Am 20.09.2012 22:38, schrieb Honton, Charles:
<snip>
This obviously makes the concurrency problem easier :)
Apart from this case, it would be good to agree on exactly what it
means for [configuration] to be threadsafe. Is it basically the
semantics of ConcurrentHashmap? Or are there sequencing / event
serialization constraints? For example, suppose the sequence below
happens
Thread A start add property
Thread B start clear
Thread A notify property change
Thread B notify clear
Thread B clear map
Thread A update map
Is it OK for this sequence to happen? Is it OK for A's add to trump
B's clear even though B's activation started later and B's
notification was later?
This is a very good point, I did not think about this. It would be
very confusing for an event listener to receive a clear event and
then find out that the configuration is not empty.

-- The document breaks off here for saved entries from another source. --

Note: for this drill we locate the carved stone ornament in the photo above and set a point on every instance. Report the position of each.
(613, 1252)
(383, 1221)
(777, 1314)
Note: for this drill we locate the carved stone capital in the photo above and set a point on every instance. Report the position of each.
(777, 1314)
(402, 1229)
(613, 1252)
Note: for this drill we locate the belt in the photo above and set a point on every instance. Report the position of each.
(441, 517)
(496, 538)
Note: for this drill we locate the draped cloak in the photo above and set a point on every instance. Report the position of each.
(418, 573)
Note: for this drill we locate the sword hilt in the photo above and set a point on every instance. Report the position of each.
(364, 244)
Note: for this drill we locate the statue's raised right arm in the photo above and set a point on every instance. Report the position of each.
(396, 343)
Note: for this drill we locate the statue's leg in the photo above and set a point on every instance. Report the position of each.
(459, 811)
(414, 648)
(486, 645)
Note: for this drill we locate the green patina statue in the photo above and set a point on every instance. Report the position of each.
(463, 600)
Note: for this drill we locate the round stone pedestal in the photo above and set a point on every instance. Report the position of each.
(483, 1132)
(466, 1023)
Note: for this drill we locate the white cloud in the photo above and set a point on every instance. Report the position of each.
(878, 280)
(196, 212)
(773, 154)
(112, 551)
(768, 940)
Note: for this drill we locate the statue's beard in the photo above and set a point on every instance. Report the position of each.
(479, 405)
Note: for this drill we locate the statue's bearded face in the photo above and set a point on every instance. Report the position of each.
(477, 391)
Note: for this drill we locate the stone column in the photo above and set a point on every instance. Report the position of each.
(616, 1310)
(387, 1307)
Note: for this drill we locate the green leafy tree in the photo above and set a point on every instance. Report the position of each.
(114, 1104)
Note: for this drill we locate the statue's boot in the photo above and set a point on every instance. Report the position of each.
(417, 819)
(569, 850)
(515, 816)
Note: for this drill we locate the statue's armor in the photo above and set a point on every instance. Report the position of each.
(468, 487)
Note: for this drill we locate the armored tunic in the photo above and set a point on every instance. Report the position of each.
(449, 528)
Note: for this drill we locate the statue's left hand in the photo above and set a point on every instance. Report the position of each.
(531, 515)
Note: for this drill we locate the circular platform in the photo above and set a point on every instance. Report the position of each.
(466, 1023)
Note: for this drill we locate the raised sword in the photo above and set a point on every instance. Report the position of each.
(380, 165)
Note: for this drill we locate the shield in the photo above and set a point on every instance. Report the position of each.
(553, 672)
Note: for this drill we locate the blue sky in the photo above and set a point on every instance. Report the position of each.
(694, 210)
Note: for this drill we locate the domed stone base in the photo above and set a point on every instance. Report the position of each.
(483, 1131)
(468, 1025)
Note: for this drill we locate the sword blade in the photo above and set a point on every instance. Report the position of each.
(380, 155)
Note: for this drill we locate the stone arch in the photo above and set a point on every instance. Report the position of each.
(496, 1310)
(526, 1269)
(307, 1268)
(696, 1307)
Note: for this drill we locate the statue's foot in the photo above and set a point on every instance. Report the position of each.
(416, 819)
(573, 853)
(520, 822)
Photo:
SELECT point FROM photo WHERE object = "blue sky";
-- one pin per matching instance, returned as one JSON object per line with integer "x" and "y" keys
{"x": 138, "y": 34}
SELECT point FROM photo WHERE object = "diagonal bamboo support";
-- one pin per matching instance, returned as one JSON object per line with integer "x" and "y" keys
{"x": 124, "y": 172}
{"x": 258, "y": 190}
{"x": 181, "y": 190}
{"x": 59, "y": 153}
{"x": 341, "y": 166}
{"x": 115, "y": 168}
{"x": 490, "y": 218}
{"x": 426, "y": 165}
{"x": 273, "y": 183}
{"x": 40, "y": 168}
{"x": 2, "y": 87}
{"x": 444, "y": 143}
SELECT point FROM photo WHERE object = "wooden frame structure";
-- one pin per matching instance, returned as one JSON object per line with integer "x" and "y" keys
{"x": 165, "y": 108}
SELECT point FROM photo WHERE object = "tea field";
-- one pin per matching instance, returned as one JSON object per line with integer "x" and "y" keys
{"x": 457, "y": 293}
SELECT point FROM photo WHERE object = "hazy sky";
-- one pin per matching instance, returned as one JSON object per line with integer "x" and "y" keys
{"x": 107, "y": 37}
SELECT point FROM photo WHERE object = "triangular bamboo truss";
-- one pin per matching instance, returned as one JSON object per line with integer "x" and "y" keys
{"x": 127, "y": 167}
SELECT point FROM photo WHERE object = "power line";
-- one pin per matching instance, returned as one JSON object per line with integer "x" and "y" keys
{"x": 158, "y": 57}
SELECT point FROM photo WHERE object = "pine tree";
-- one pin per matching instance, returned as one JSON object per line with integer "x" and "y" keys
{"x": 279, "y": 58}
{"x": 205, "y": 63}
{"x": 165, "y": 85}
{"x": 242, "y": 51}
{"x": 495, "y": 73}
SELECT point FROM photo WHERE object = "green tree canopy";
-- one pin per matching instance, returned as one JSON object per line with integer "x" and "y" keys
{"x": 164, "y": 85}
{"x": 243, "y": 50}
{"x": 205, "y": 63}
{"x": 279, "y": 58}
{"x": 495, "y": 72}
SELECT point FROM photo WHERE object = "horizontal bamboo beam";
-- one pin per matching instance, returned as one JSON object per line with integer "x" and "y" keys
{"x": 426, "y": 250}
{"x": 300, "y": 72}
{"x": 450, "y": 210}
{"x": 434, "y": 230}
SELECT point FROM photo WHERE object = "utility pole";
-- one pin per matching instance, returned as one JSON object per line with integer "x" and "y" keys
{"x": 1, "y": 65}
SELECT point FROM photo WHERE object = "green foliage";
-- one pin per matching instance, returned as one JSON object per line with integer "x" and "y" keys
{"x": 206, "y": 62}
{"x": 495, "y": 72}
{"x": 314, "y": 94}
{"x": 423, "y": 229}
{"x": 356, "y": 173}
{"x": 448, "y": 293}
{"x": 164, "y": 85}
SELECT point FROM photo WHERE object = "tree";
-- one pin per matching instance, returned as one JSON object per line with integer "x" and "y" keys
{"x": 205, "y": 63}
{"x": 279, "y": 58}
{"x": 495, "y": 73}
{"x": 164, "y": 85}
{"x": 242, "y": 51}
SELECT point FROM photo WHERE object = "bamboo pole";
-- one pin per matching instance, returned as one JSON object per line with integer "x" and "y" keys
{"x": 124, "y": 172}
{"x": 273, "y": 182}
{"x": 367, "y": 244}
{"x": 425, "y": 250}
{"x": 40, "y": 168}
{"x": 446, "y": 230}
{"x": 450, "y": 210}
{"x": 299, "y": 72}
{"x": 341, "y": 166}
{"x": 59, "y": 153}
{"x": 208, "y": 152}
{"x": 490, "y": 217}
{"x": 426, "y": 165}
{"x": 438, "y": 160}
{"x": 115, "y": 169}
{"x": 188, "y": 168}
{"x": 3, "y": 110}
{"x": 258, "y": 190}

So I guess it is too naive to simply replace the plain map by a
concurrent map to gain thread-safety. We will then probably have
to use a read-write lock for map-based configurations, too. Well,
this is not too bad. The only thing which worries me a bit is that
we have to call event listeners while the lock is held. This is an
anti-pattern described by Bloch: "Don't call an alien method with
a lock held!". Does anybody has an idea how we could prevent this?
Interesting problem. Unfortunately, I don't think you can enforce
the serializability invariant (no interleaving as above) without
some [configuration] thread holding a lock while notification
happens. You could queue notify-update tasks so add/update
invocations don't block; but whatever thread actually executes the
tasks would have to lock takes from the queue while notifies
complete. That might not be that bad, since you could continue to
services reads (of yet-to-be-updated data) and queue updates while
the foreign lock was held; but it still violates the maxim, with the
consequence that a hung listener could stop updates from happening.
For a similar problem I once used a single-threaded executor. The code
holding the lock just scheduled tasks at the executor which were
responsible for sending notifications to event listeners. The tasks were
initialized with the events to propagate and a snapshot of the currently
registered event listeners.
Not sure whether this is a suitable approach for the problem at hand. It
is probably not a good idea to create a new executor service for each
Configuration object. And having a single shared instance can become a
bottle neck.
Is serializability what's desired? Or is it consistency? I can imagine a
situation where multiple properties must enforce some invariant
relationship. The producer would like to be able to hold off notifying
the property consumers before the next property change fixes the invariant
constraint violation. Likewise the consumer might want a set which is
invariant between applying the first property and the last property.
Honestly, I don't know. I hope that we can start with something simple
and then build advanced functionality on top of it.